Randale und leere Kassen

© effzeh.com

Heute wurden nach dem Spielplan die Ansetzungen der ersten acht Spieltage terminiert und bekanntgegeben. Als Fan den 1. FC Köln kann man diese Ansetzungen durchaus als Frechheit empfinden. Die DFL trägt damit nur zu Problemen bei, die man einzudämmen und gar zu lösen vorhatte. Aber fassen wir noch einmal kurz die Fakten zusammen, bevor wir uns an eine Wertung machen: Vier der ersten acht Spiele finden auswärts statt, drei dieser vier Spiele an einem Werktag.

Das für sich genommen ist mal noch gar kein so großes Problem, obwohl der effzeh bei sieben von acht Ansetzungen an einem Werktag spielt, obwohl generell die Mehrzahl der Spiele am Wochenende stattfindet. Problematisch wird es erst, wenn man sich die Details der Ansetzungen ansieht.

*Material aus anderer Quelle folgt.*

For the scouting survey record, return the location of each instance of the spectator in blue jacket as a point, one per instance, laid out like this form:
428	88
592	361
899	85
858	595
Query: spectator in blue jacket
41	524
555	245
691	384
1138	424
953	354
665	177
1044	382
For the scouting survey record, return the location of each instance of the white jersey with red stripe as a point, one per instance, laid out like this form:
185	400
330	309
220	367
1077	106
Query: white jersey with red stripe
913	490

So ist beispielsweise das Topspiel des dritten Spieltags der Gastauftritt beim FC Erzgebirge aus Aue. Auf dem schnellsten Weg sind das gute 500 Kilometer Anreise, vom RheinEnergieStadion gemessen. Nicht einmal ein Flughafen ist dort in der Nähe, gut, das kann man kaum der DFL vorwerfen, dennoch bedeutet diese Ansetzung zwangsweise, dass ich mir einen Tag Urlaub nehmen müsste, um das Spiel vor Ort zu sehen. Und wenn man genauer darüber nachdenkt, sind es sogar zwei Tage Urlaub. Immerhin erwarteten mich nach dem Spiel noch mindestens vier Stunden Heimfahrt.

Das nächste Auswärtsspiel findet am 6. Spieltag in Berlin statt. An einem Freitag. Selbst wenn man freitags nur bis zum Mittag arbeiten muss, reicht das nicht. Mit dem Zug schafft man es nicht rechtzeitig zu Spielbeginn nach Berlin, die Flüge von Köln starten entweder am Vormittag oder Abend. Auch hier wird also wieder ein ganzer Tag Urlaub nötig, um den geliebten effzeh sehen zu können.

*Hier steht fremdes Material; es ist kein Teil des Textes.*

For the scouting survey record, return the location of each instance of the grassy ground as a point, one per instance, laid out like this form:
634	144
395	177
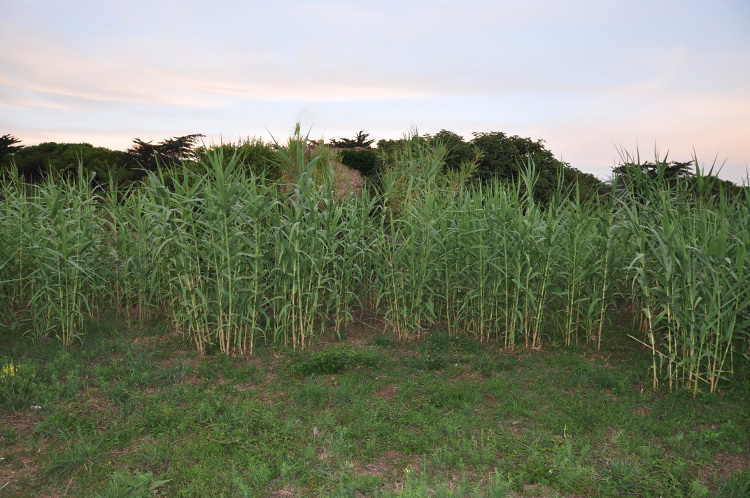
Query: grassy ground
135	411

Am 8. Spieltag findet das vierte Auswärtsspiel der Saison in Paderborn statt. Mit nicht einmal 200 Kilometern Distanz ist das durchaus realistisch auch nach Feierabend zu schaffen. Zumindest, wenn man früh genug Feierabend machen kann.

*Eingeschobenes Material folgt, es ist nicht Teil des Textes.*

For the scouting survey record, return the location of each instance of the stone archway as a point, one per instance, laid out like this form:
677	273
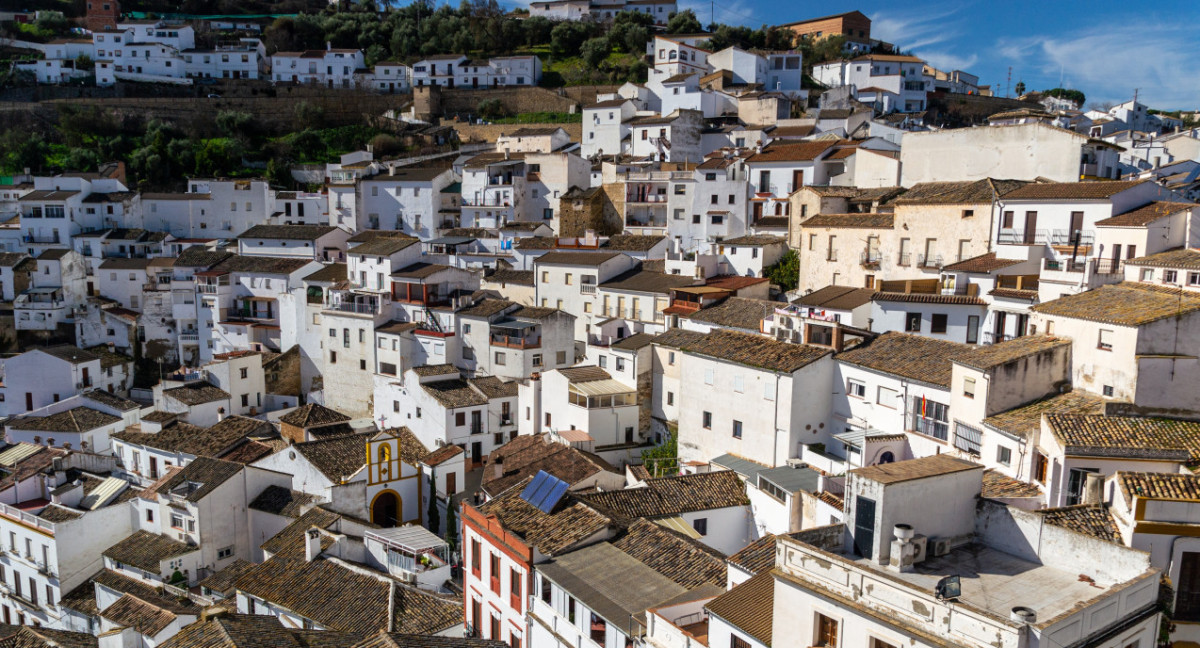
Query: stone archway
385	509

Dennoch, bedenkt man, dass der 1. FC Köln eine üblicherweise große Gruppe Anhängerschaft zu jedem Spiel mitbringt, muss man sich zwangsläufig fragen, welche Zielgruppe sich um die Tickets bemühen wird. Als Antwort fallen mir Studenten, Hardcore-Fans aber im Wesentlichen diejenigen ein, die durch Arbeit nicht unbedingt eingeschränkt sind.
Schon oft wurde versucht den Zusammenhang zwischen mangelnder Erwerbstätigkeit und erhöhter Gewaltbereitschaft herzustellen, damit möchte ich persönlich nicht anfange, das steht mir nicht zu. Die Besorgnis in dieser Richtung kann ich mir persönlich aber auch nicht absprechen. Und falls es diesen Zusammenhang gibt, wird es wohl doch ein eher unruhiger Start in die Saison, mindestens auf der Tribüne.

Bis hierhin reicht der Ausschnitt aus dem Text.